O que pode acontecer a partir de agora

A principal consequência imediata é a tendência de maior atenção científica e institucional às áreas úmidas do Cerrado. Como o estudo mostra que esse estoque de carbono no Cerrado era pouco considerado nos cálculos climáticos, a publicação pode influenciar diagnósticos mais completos sobre emissões, conservação e prioridades de proteção ambiental.
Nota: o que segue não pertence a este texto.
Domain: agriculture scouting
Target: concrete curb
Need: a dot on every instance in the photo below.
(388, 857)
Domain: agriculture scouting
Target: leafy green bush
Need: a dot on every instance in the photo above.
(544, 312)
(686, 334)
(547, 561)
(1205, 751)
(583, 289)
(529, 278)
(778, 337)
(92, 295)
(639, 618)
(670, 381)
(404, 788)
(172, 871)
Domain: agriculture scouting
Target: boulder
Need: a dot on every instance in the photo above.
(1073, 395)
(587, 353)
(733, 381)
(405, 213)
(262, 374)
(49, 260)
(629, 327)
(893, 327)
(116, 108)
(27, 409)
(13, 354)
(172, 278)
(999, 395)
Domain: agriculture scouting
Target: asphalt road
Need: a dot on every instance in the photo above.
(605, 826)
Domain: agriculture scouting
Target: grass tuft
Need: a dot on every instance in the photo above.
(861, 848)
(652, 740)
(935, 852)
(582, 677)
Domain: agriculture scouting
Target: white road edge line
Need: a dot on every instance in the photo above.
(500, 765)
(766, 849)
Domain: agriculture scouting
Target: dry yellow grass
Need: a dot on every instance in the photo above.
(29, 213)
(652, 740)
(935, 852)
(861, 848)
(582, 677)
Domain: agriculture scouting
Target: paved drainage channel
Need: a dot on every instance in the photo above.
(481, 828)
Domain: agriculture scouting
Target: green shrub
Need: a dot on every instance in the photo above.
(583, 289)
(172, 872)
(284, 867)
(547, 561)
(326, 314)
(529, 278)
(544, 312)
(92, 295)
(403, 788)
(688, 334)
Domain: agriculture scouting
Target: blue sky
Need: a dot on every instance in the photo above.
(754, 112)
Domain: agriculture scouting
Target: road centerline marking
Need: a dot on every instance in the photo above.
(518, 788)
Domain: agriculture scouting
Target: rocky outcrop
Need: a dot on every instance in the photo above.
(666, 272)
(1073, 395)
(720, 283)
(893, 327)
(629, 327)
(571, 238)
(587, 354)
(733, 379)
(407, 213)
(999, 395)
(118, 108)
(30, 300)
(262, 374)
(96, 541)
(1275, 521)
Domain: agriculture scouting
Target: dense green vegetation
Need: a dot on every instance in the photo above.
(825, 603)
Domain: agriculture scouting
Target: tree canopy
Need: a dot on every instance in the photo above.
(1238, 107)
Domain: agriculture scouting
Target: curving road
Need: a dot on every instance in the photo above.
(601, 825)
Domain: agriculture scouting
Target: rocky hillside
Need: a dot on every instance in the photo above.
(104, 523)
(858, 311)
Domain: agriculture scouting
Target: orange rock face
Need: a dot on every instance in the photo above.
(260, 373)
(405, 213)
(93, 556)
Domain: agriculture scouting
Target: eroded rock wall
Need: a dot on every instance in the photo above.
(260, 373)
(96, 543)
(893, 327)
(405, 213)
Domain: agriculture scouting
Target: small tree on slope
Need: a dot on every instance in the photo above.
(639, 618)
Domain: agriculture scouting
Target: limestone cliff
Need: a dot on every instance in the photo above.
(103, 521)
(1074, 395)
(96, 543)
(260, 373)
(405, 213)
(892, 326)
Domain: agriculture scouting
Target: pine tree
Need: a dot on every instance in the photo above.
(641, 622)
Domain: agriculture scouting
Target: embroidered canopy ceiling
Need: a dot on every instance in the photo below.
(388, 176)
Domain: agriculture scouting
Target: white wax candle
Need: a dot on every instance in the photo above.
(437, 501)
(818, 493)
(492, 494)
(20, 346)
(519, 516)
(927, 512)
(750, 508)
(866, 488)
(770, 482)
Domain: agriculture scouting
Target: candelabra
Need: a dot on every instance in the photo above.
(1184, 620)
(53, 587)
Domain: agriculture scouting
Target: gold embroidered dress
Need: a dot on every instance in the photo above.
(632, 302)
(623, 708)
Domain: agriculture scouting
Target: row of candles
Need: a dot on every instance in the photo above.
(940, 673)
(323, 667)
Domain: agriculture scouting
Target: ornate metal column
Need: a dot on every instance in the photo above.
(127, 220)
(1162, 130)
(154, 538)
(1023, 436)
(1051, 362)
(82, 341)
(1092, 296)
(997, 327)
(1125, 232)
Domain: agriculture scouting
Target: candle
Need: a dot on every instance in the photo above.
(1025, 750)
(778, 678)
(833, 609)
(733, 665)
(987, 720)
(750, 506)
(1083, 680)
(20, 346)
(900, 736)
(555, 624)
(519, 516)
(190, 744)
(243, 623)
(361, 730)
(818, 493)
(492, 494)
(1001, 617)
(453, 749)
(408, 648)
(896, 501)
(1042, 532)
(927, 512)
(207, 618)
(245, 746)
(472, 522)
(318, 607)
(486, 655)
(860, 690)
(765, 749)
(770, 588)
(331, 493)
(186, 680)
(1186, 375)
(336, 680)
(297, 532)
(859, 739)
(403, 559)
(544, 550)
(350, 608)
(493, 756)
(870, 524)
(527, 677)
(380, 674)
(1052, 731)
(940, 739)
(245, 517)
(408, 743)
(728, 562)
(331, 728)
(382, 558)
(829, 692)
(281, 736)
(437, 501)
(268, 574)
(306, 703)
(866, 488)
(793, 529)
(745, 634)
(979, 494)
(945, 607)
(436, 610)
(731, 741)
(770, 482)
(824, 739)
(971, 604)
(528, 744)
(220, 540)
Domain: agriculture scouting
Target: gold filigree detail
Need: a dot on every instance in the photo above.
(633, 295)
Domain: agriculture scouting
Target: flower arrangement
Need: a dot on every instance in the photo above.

Também cresce a pressão para que políticas públicas tratem veredas e campos úmidos como estruturas centrais da regulação climática, e não apenas como áreas periféricas do ponto de vista produtivo. A defesa dos autores é por ampliação da proteção e por maior reconhecimento do papel climático desses ambientes, justamente porque a perda do carbono armazenado teria efeito difícil de reverter.

Do ponto de vista prático, o estudo reposiciona o debate nacional sobre preservação. Em vez de observar o Cerrado apenas pela ótica da conversão territorial, a nova evidência reforça que proteger o carbono no Cerrado significa preservar um patrimônio ecológico profundo, antigo e decisivo para o enfrentamento das mudanças climáticas nos próximos anos.